Rote, Günter. 1991. “Computing the Minimum Hausdorff Distance Between Two Point Sets on a Line Under Translation.” Information Processing Letters 38 (3). Elsevier: 123–27.
Stack Exchange, Forum. 2015. “Dynamic Time Warping Using K-Means.” https://stats.stackexchange.com/questions/131281/dynamic-time-warping-clustering.

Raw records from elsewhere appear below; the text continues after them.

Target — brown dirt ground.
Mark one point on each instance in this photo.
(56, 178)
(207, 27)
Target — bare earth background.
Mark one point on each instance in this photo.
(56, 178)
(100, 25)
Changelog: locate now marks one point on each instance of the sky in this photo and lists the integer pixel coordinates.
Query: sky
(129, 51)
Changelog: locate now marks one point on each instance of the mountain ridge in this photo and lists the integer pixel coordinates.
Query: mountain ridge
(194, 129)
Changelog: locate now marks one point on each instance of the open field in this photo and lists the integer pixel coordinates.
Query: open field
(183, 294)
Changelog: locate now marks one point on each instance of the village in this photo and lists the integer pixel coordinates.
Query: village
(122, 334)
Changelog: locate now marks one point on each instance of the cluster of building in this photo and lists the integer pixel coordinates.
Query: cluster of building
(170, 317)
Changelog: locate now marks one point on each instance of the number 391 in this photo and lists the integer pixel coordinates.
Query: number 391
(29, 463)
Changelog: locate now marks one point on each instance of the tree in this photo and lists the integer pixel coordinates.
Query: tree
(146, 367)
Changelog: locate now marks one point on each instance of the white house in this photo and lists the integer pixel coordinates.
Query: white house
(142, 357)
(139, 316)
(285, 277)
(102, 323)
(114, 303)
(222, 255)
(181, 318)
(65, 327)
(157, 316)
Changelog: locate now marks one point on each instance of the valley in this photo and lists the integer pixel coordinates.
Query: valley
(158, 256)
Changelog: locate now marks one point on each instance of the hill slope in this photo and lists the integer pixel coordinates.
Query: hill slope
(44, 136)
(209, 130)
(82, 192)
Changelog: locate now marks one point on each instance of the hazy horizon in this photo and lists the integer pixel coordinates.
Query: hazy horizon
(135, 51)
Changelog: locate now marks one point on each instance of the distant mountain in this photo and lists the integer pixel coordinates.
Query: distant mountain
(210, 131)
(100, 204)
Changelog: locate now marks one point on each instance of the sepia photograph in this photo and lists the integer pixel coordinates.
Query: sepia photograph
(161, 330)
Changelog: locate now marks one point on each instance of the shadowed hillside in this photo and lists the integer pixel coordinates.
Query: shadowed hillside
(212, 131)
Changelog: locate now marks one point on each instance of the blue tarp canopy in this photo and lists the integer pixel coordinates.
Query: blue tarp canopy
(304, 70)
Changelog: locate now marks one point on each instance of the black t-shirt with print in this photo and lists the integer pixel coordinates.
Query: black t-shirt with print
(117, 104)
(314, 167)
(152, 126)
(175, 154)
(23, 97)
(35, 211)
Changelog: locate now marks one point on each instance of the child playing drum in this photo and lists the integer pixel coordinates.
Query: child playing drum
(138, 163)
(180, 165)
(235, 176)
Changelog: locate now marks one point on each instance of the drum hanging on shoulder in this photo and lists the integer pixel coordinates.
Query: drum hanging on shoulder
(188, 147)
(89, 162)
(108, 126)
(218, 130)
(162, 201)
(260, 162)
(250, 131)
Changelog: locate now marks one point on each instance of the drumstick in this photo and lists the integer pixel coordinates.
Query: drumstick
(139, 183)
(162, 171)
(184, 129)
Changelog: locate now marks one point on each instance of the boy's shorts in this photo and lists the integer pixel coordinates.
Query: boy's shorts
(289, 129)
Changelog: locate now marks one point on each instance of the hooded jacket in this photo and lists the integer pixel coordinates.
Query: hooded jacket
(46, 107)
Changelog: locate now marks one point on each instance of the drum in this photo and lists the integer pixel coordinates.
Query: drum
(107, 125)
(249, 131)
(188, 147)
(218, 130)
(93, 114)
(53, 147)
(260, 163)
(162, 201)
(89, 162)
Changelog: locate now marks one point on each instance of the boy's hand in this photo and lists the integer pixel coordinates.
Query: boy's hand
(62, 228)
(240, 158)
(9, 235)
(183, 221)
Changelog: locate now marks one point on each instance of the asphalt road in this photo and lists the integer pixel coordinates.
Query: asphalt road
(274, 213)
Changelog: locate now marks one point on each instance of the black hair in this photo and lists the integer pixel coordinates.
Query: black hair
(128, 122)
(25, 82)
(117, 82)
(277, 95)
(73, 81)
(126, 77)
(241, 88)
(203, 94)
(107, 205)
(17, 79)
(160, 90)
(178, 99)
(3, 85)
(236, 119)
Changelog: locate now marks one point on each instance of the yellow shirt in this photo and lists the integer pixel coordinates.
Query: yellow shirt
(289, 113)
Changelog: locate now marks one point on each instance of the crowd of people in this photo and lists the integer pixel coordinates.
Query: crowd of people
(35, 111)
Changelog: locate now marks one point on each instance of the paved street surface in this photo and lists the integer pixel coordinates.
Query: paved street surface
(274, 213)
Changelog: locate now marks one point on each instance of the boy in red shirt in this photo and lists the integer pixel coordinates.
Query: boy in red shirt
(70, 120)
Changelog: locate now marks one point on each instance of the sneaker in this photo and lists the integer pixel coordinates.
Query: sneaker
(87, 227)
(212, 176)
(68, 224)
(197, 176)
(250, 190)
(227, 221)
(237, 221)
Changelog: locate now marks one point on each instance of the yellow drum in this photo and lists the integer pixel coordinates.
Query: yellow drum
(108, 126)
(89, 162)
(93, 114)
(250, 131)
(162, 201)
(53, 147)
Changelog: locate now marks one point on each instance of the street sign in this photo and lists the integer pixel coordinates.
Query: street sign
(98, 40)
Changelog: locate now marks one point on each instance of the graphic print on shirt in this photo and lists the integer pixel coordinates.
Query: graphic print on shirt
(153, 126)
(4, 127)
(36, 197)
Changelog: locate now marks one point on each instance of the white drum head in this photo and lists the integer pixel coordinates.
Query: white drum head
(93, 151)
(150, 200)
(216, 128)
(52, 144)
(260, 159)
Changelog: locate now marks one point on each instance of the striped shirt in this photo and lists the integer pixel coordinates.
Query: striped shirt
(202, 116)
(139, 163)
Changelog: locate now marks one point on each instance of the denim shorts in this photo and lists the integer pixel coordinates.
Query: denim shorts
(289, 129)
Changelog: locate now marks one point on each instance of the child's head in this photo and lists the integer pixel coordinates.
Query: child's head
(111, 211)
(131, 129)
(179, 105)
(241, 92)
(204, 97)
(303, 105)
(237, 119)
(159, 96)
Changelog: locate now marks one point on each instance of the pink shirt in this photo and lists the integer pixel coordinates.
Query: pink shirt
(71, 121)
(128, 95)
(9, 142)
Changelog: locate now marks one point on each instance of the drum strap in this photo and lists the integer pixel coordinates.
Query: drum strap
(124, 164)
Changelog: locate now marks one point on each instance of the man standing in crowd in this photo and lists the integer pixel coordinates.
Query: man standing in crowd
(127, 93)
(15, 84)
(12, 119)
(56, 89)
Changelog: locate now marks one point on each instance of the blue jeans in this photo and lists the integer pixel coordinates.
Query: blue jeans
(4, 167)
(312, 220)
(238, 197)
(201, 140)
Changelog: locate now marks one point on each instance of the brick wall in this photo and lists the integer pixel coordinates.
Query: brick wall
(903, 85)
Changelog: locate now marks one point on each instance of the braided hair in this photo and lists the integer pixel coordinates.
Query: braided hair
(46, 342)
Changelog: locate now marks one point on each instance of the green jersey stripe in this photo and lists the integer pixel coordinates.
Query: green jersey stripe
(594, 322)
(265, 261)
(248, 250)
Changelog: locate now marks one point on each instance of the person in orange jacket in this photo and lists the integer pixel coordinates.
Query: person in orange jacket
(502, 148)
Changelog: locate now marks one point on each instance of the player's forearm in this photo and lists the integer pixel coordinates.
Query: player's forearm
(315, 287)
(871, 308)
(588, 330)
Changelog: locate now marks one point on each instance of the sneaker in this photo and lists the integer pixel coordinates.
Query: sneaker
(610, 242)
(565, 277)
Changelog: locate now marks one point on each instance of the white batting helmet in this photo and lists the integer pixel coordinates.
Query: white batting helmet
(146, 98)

Wang, Xiaoyue, Abdullah Mueen, Hui Ding, Goce Trajcevski, Peter Scheuermann, and Eamonn Keogh. 2013. “Experimental Comparison of Representation Methods and Distance Measures for Time Series Data.” Data Mining and Knowledge Discovery 26 (2). Springer: 275–309.
Zeng, Jianping, Jiangjiao Duan, and Chengrong Wu. 2010. “A New Distance Measure for Hidden Markov Models.” Expert Systems with Applications 37 (2). Elsevier: 1550–5.